[PATCH 1/1] amdgpu fix for gfx1103 queue evict/restore crash
Christian König
christian.koenig at amd.com
Wed Nov 27 11:51:18 UTC 2024
Am 27.11.24 um 12:46 schrieb Mika Laitio:
> AMD gfx1103 / M780 iGPU will crash eventually when used for
> pytorch ML/AI operations on rocm sdk stack. After kernel error
> the application exits on error and linux desktop can itself
> sometimes either freeze or reset back to login screen.
>
> Error will happen randomly when kernel calls evict_process_queues_cpsch and
> restore_process_queues_cpsch methods to remove and restore the queues
> that has been created earlier.
>
> The fix is to remove the evict and restore calls when device used is
> iGPU. The queues that has been added during the user space application execution
> time will still be removed when the application exits
As far as I can see that is absolutely not a fix but rather a obviously
broken workaround.
Evicting and restoring queues is usually mandatory for correct operation.

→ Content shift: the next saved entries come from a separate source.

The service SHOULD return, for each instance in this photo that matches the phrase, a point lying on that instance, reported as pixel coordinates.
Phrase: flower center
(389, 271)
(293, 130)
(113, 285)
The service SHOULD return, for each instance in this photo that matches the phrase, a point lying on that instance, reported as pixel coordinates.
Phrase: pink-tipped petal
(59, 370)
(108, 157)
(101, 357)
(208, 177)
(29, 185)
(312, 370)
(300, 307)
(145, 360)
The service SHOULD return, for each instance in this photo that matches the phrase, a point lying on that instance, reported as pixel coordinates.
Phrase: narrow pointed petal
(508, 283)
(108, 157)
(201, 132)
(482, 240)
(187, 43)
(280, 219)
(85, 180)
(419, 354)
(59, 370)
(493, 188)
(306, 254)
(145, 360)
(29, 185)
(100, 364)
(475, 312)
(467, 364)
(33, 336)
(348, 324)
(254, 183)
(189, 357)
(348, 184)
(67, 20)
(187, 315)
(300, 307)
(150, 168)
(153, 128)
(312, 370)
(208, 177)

So just ignore that this doesn't work will just is not something you can do.
Regards,
Christian.
>
> On evety test attempts the crash has always happened on the
> same location while removing the 2nd queue of 3 with doorbell id 0x1002.
>
> Below is the trace captured by adding more printouts to problem
> location to print message also when the queue is evicted or resrored
> succesfully.
>
> [ 948.324174] amdgpu 0000:c4:00.0: amdgpu: add_queue_mes added hardware queue to MES, doorbell=0x1202, queue: 2, caller: restore_process_queues_cpsch
> [ 948.334344] amdgpu 0000:c4:00.0: amdgpu: add_queue_mes added hardware queue to MES, doorbell=0x1002, queue: 1, caller: restore_process_queues_cpsch
> [ 948.344499] amdgpu 0000:c4:00.0: amdgpu: add_queue_mes added hardware queue to MES, doorbell=0x1000, queue: 0, caller: restore_process_queues_cpsch
> [ 952.380614] amdgpu 0000:c4:00.0: amdgpu: remove_queue_mes removed hardware queue from MES, doorbell=0x1202, queue: 2, caller: evict_process_queues_cpsch
> [ 952.391330] amdgpu 0000:c4:00.0: amdgpu: remove_queue_mes removed hardware queue from MES, doorbell=0x1002, queue: 1, caller: evict_process_queues_cpsch
> [ 952.401634] amdgpu 0000:c4:00.0: amdgpu: remove_queue_mes removed hardware queue from MES, doorbell=0x1000, queue: 0, caller: evict_process_queues_cpsch
> [ 952.414507] amdgpu 0000:c4:00.0: amdgpu: add_queue_mes added hardware queue to MES, doorbell=0x1202, queue: 2, caller: restore_process_queues_cpsch
> [ 952.424618] amdgpu 0000:c4:00.0: amdgpu: add_queue_mes added hardware queue to MES, doorbell=0x1002, queue: 1, caller: restore_process_queues_cpsch
> [ 952.434922] amdgpu 0000:c4:00.0: amdgpu: add_queue_mes added hardware queue to MES, doorbell=0x1000, queue: 0, caller: restore_process_queues_cpsch
> [ 952.446272] amdgpu 0000:c4:00.0: amdgpu: remove_queue_mes removed hardware queue from MES, doorbell=0x1202, queue: 2, caller: evict_process_queues_cpsch
> [ 954.460341] amdgpu 0000:c4:00.0: amdgpu: MES failed to respond to msg=REMOVE_QUEUE
> [ 954.460356] amdgpu 0000:c4:00.0: amdgpu: remove_queue_mes failed to remove hardware queue from MES, doorbell=0x1002, queue: 1, caller: evict_process_queues_cpsch
> [ 954.460360] amdgpu 0000:c4:00.0: amdgpu: MES might be in unrecoverable state, issue a GPU reset
> [ 954.460366] amdgpu 0000:c4:00.0: amdgpu: Failed to evict queue 1
> [ 954.460368] amdgpu 0000:c4:00.0: amdgpu: Failed to evict process queues
> [ 954.460439] amdgpu 0000:c4:00.0: amdgpu: GPU reset begin!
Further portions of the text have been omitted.